Control HTML without javascript

This is something I have known about for a long time. It is advanced and can mostly be used for Cross Site Request Forgeries (CSRF). Not that I condone these, but the best way to defend yourself against hackers is by knowing as much as they do.

In some cases users turn javascript off in their browsers (I do) for security reasons. HTML has just about no scripting capabilities if you discard the FOR attribute on the LABEL tag. It is possible to trick a user into submitting a form by them simply highlighting text on a page. The FOR attribute binds a label to another element, which is some sort of scripting, I guess.

Well, by simply wrapping the BODY of a page in a LABEL tag, which contains text and HTML, the LABEL and its contents become a button through binding of the FOR. This all happens behind the scenes.
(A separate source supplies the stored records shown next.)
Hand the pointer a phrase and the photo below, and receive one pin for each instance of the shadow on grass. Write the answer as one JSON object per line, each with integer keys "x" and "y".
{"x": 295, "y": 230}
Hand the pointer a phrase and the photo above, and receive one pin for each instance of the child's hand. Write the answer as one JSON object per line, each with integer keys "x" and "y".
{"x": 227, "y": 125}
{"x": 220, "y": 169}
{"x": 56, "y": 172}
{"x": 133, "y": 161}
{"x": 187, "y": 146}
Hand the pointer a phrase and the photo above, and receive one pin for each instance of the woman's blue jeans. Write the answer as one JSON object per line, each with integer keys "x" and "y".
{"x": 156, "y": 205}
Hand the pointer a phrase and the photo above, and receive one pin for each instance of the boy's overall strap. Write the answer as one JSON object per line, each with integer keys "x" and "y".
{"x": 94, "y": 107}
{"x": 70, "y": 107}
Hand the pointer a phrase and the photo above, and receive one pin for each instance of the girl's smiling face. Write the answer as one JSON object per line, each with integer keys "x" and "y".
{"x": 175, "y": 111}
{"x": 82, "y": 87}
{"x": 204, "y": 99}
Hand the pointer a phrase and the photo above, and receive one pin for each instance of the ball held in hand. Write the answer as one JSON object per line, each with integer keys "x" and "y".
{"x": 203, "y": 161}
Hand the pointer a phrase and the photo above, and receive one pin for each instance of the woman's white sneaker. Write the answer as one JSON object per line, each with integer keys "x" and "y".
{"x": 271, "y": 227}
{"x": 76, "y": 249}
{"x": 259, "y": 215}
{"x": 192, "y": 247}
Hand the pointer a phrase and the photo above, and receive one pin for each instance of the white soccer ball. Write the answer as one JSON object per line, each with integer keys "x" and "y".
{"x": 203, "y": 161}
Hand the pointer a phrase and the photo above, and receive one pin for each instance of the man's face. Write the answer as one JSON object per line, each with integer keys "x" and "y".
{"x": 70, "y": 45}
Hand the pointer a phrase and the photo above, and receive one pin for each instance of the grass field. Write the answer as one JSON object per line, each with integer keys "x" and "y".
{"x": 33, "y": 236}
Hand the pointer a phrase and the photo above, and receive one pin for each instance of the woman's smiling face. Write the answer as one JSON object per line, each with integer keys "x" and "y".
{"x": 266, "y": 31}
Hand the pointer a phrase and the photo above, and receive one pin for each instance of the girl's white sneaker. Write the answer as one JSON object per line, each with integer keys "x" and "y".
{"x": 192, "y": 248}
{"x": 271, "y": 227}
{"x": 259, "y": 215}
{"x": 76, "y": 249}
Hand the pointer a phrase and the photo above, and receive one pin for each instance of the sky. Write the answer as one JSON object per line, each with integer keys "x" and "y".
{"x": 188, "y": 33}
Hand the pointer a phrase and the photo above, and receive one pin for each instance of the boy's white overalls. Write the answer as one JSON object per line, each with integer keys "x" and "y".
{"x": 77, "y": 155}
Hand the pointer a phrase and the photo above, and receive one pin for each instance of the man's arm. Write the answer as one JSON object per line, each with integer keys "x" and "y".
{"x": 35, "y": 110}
This means that whenever you select text or click on the body of the page, the binding becomes active, and it is possible to submit a form without any scripting at all!


<label for="action">
Lorem ipsum dolor sit amet, consectetur adipisicing elit, sed do eiusmod tempor
incididunt ut labore et dolore magna aliqua. Ut enim ad minim veniam, quis nostrud
exercitation ullamco laboris nisi ut aliquip ex ea commodo consequat.
Duis aute irure dolor in reprehenderit in voluptate velit esse cillum dolore
eu fugiat nulla pariatur.

<form action="" method="get">
 <input type="submit" id="action" style="display:none;">

On my example I show a POC on how you could automatically log someone out of twitter by them simply clicking on a page. Twitter has fixed this CSRF by simply checking the referrer on the browser: If it doesn’t match, it sends you to another logout page for you to confirm your action.

This is good knowledge. Use it to protect yourself and not to harm others.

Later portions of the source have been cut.